Desnecessário dizer que nem o Código Civil e nem a Constituição autorizam esse entendimento. O caso, na verdade, trata de concubinato adulterino, que não dá direito a nada. Mas, então, se a lei não permite e tampouco a Constituição dá maiores pistas acerca do que foi decidido, por que o Judiciário acredita que pode decidir desse modo?[1] Há vários modos de responder a isso. Em Verdade e Consenso explico nas primeiras 30 páginas as cinco recepções equivocadas que fizemos pós-Constituição de 1988, para onde remeto o leitor interessado no aprofundamento do assunto. Aqui, nos limites de uma coluna, tentarei explicar por outro caminho.

Todos sabem que o século XIX foi o século da razão. A razão que foi “aprisionada” na lei. Daí três tipos de positivismo: o francês (exegetismo), o alemão (jurisprudência dos conceitos) e o inglês (jurisprudência analítica). A esses tipos de positivismo houve reações das mais variadas (explico isso em Hermenêutica Jurídica em Crise). Aqui, fico com uma delas, a Escola do Direito Livre, do início do século XX. Fundada por Hermann Kantorowicz  (1906, A Luta pela Ciência do Direito), essa doutrina defende — atenção! para a época — a plena liberdade do juiz no momento de decidir os litígios, podendo, até mesmo, confrontar o que reza a lei. O juiz não estaria lançando mão apenas do seu poder decisório, mas, mais do que isso, a sua função de legislador, seu poder legiferante para encontrar aquilo que ele, juiz, percebe como “o justo”. Bingo. E binguíssimo. Dizia-se da Escola do Direito Livre: Escola do Direito Livre…da Lei!

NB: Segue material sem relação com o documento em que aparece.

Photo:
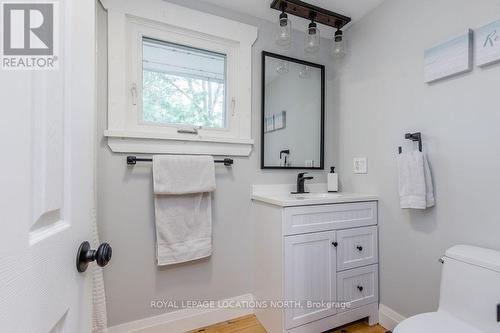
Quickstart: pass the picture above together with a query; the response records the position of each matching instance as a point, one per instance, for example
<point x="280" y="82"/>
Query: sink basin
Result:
<point x="304" y="196"/>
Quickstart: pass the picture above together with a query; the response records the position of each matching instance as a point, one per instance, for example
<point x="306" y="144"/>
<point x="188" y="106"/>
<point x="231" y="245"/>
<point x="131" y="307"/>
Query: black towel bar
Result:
<point x="132" y="160"/>
<point x="415" y="137"/>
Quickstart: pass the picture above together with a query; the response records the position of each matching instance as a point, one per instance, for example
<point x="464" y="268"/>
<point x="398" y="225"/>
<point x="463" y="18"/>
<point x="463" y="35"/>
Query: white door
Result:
<point x="310" y="276"/>
<point x="46" y="180"/>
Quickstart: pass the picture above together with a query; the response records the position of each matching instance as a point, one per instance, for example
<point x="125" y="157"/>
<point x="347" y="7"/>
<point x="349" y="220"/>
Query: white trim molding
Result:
<point x="388" y="318"/>
<point x="129" y="21"/>
<point x="186" y="319"/>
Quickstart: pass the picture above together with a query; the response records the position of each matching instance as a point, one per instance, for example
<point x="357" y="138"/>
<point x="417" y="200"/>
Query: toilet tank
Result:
<point x="470" y="286"/>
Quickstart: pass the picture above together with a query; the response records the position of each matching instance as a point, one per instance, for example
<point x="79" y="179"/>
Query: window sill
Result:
<point x="160" y="143"/>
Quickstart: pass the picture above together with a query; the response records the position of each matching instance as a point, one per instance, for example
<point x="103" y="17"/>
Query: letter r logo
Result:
<point x="28" y="29"/>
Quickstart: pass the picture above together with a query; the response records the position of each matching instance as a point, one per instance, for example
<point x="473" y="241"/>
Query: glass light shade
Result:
<point x="339" y="49"/>
<point x="312" y="40"/>
<point x="305" y="72"/>
<point x="282" y="67"/>
<point x="284" y="31"/>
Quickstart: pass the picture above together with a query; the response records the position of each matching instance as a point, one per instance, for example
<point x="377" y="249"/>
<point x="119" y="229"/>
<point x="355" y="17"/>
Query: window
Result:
<point x="183" y="85"/>
<point x="179" y="81"/>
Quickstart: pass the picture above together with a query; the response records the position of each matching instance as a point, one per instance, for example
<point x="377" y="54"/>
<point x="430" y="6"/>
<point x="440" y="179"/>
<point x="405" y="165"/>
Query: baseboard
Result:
<point x="389" y="318"/>
<point x="185" y="319"/>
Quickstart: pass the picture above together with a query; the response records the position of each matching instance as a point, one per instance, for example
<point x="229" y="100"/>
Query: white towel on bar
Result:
<point x="183" y="213"/>
<point x="415" y="181"/>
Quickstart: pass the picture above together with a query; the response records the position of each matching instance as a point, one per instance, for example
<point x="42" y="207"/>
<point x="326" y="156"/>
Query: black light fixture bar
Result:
<point x="132" y="160"/>
<point x="305" y="10"/>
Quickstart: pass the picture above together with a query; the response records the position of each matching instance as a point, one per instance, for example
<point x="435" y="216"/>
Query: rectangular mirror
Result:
<point x="293" y="113"/>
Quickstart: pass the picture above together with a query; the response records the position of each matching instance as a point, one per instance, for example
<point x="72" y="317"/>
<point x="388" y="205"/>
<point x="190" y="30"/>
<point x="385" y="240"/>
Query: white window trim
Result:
<point x="128" y="21"/>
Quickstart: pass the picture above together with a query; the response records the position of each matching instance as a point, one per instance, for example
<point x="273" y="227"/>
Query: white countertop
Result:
<point x="280" y="195"/>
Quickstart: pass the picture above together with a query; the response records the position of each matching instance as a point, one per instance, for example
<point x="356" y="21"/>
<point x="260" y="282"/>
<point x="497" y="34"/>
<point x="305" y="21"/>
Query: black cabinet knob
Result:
<point x="85" y="255"/>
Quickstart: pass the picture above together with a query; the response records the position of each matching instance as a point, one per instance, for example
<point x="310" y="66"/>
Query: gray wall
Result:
<point x="125" y="207"/>
<point x="382" y="96"/>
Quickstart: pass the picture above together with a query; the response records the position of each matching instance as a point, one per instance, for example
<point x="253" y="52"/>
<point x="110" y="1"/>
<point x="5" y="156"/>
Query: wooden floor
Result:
<point x="250" y="324"/>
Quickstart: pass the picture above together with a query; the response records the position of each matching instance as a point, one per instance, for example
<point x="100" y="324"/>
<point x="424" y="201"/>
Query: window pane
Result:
<point x="183" y="85"/>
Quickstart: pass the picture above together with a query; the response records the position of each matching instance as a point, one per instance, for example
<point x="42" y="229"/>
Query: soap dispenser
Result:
<point x="333" y="181"/>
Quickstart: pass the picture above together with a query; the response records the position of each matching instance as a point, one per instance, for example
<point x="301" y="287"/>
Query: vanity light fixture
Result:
<point x="316" y="15"/>
<point x="338" y="49"/>
<point x="312" y="37"/>
<point x="284" y="30"/>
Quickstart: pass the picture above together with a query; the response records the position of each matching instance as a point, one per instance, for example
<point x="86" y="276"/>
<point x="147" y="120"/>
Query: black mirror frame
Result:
<point x="263" y="98"/>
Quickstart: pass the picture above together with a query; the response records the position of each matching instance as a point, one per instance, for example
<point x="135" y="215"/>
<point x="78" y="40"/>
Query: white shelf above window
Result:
<point x="161" y="143"/>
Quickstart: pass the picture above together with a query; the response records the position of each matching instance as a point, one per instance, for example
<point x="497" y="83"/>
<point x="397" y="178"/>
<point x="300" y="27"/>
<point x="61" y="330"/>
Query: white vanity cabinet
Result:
<point x="323" y="256"/>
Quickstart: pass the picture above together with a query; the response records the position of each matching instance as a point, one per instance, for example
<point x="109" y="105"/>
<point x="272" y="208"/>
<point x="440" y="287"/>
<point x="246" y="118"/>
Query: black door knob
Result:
<point x="85" y="255"/>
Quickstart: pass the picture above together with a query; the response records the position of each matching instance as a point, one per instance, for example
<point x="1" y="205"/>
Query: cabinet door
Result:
<point x="357" y="247"/>
<point x="310" y="277"/>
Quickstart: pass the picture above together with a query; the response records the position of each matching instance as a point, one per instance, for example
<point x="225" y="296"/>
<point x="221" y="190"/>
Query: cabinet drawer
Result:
<point x="306" y="219"/>
<point x="358" y="286"/>
<point x="357" y="247"/>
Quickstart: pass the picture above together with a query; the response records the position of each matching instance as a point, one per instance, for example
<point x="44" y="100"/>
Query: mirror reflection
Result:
<point x="293" y="113"/>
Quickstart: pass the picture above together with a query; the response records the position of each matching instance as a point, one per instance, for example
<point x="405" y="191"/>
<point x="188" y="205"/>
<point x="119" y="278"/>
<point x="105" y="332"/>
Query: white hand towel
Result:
<point x="183" y="214"/>
<point x="415" y="182"/>
<point x="429" y="187"/>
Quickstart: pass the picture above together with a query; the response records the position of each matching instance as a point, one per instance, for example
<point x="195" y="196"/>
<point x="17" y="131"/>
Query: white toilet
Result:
<point x="469" y="300"/>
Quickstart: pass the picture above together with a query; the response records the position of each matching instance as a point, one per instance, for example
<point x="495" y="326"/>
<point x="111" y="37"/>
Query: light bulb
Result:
<point x="339" y="49"/>
<point x="312" y="39"/>
<point x="284" y="30"/>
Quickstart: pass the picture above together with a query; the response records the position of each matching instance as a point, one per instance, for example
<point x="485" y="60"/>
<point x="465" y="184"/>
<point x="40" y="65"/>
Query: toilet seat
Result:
<point x="434" y="322"/>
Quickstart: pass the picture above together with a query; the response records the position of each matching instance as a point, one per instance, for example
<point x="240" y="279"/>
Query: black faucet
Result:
<point x="300" y="183"/>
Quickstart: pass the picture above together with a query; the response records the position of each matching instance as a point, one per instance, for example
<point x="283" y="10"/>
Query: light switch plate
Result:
<point x="360" y="165"/>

Qual é a diferença do que se vê hoje por aí? Cada um decide como quer. Cada um busca o seu justo. Inventam-se “princípios” como o da conexão para poder encontrar o Santo Graal da justiça: o “princípio da verdade virtual”, vasculhando no mundo virtual o que não foi demonstrado no mundo…real.  Ao demais, concede-se usucapião de terras públicas, em flagrante violação dos limites semânticos da Constituição. Concedem-se meses a mais de licença maternidade. Em nome de sentimentos de afeto, amor, etc e não de princípios ou regras faz-se uma livre investigação do direito. Poderia elencar um enfiada de decisões contra-legem, resultantes dessa revificação desse tipo de doutrina interpretativa (“tipo” Escola do Direito Livre, Realismo Jurídico, Livre Investigação, etc). E assim também se ensina. Nos cursos preparatórios, é comum que os professores digam: se for concurso para o MP, diga isso; se for para a Defensoria, aquilo; e, se for para a Magistratura, bem, aí tanto faz, contanto que você “fundamente” (sic). Preciso dizer mais?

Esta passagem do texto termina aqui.